This past week, renowned Colombian chef Alejandro Cuellar was in Puerto Rico giving local mixologists a seminar on Cuisine Meats and Cocktails, which is the principal theme of the second wave of the World Class competitions, held here in Puerto Rico for the 8th year in a row, and simultaneously in 50 other countries. The barmen in attendance learned all about this new tendency in the cocktail world where the flavors and ingredients from meat are used in the elaboration of cocktails. The chef also specializes in pairings that include elements of cocktail culture such as fish stock, chicken stock, among others.
His avant-garde trends in the kitchen and cocktails, as well as, his emphasis on cocina silvestre (the wild kitchen), have earned him accolades in his native country and around the world. The concept behind cocina silvestre is simple, everything the chef grows is used to prepare his dishes. Nothing is spared, giving way to the discovery of new textures, aromas and flavors. After working as a chef in various restaurants in Colombia, he now has a catering company called 5 Sentidos that specializes in fine dining events.
Puerto Rico Eats was lucky enough to attend one of the two events open to the public, which consisted a master class at El Atelier in Cocina Abierta on food and cocktail pairings.
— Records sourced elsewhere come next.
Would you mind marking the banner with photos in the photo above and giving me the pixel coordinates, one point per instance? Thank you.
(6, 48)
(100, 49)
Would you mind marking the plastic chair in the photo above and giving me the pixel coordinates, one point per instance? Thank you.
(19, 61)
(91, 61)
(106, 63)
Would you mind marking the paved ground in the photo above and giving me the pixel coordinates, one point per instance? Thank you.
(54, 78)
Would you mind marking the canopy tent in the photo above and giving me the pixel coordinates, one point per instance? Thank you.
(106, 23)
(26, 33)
The cocktails featured during the event were prepared Joey Fernández, Nonna’s barman and winner of the second round of the World Class competition in Puerto Rico.
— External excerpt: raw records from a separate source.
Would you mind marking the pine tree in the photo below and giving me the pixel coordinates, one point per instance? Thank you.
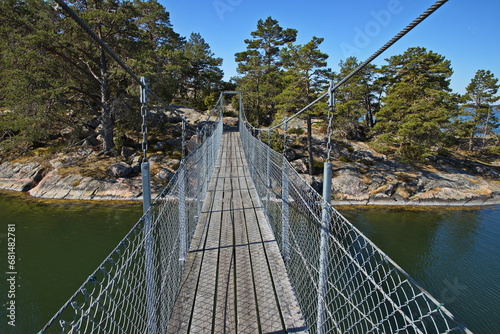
(480, 95)
(418, 106)
(203, 71)
(304, 77)
(260, 67)
(358, 98)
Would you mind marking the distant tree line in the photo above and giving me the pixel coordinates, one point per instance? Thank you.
(52, 74)
(405, 107)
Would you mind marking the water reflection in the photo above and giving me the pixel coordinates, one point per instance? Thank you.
(454, 254)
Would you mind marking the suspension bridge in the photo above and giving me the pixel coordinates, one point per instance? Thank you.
(238, 242)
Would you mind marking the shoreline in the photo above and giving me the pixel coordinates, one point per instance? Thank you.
(337, 204)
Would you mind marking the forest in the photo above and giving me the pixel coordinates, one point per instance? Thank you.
(53, 74)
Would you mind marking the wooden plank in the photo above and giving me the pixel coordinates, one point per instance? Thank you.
(290, 309)
(235, 279)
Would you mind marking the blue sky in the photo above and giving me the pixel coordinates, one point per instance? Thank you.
(465, 32)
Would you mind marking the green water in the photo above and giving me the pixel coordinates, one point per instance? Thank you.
(57, 247)
(454, 254)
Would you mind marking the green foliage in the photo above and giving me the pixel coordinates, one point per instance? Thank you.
(477, 116)
(296, 131)
(418, 106)
(357, 98)
(260, 66)
(50, 68)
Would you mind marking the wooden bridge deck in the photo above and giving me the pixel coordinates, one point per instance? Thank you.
(235, 279)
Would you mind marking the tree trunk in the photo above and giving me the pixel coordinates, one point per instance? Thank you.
(309, 145)
(471, 141)
(107, 117)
Our first course was a beet carpaccio with hints of mint, pineapple, tangerine, apples, pistachio, feta cheese, and a Zacapa 23 and balsamic vinaigrette reduction. I have to admit, beets are not something I would usually order, but the flavor profiles and textures in this dish were off the charts. It was paired with the Cosa Nostra cocktail, a deliciously sweet concoction featuring Zacapa 23, beet Shrub, Velvet Falernum (a liqueur from Barbados), and a ginger simple syrup.
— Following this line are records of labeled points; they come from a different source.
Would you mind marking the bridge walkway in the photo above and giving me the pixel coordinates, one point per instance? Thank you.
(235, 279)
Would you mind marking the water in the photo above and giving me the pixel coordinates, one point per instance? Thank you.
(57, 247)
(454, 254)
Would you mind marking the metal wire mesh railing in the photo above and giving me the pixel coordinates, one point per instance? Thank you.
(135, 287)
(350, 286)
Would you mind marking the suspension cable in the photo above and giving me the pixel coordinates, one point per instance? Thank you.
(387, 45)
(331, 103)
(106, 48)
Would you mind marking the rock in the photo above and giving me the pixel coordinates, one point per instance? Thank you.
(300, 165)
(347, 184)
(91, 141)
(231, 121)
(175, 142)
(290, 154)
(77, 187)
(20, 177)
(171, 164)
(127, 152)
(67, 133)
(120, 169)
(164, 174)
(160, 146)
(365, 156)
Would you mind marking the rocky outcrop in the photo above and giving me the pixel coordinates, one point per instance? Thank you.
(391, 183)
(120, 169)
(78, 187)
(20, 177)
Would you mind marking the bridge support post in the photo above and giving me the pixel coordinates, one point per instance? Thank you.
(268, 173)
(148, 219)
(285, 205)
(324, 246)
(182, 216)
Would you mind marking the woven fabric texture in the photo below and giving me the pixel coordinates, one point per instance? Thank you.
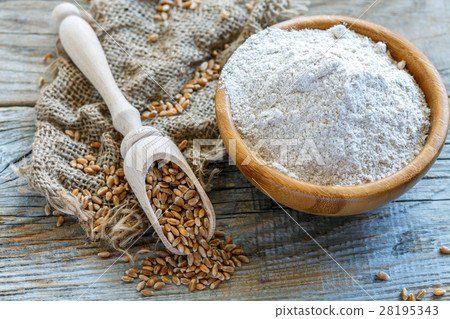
(145, 72)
Up next was the snapper fish over a mussel, laurel, and thyme broth, blanched asparagus and zucchini rolls. The tender fish, the light broth, and the crispiness of all the greens provided a perfect bit everytime. It was paired with the Pico Sublime Cocktail, a refreshing drink featuring Zacapa 23 rum, cucumber shrub, lime juice, and simple syrup.
For our third dish, Cocina Abierta’s own chef Cesar Perez wowed the crowd with his mouthwatering duck breast with zacapa Rum and coriander seed glaze and a pea puree. This dish was a showstopper! Beautifully tender meat and savory flavors all around. It was paired with our favorite cocktail of the night: the Apium Esposito.
The sweet finish came in the form of a glorious Nutella sponge cake, a Chocolate Rum Macaroon and a Chocolate Pot Du Crème. We usually opt out of dessert, but this baby was out of this world.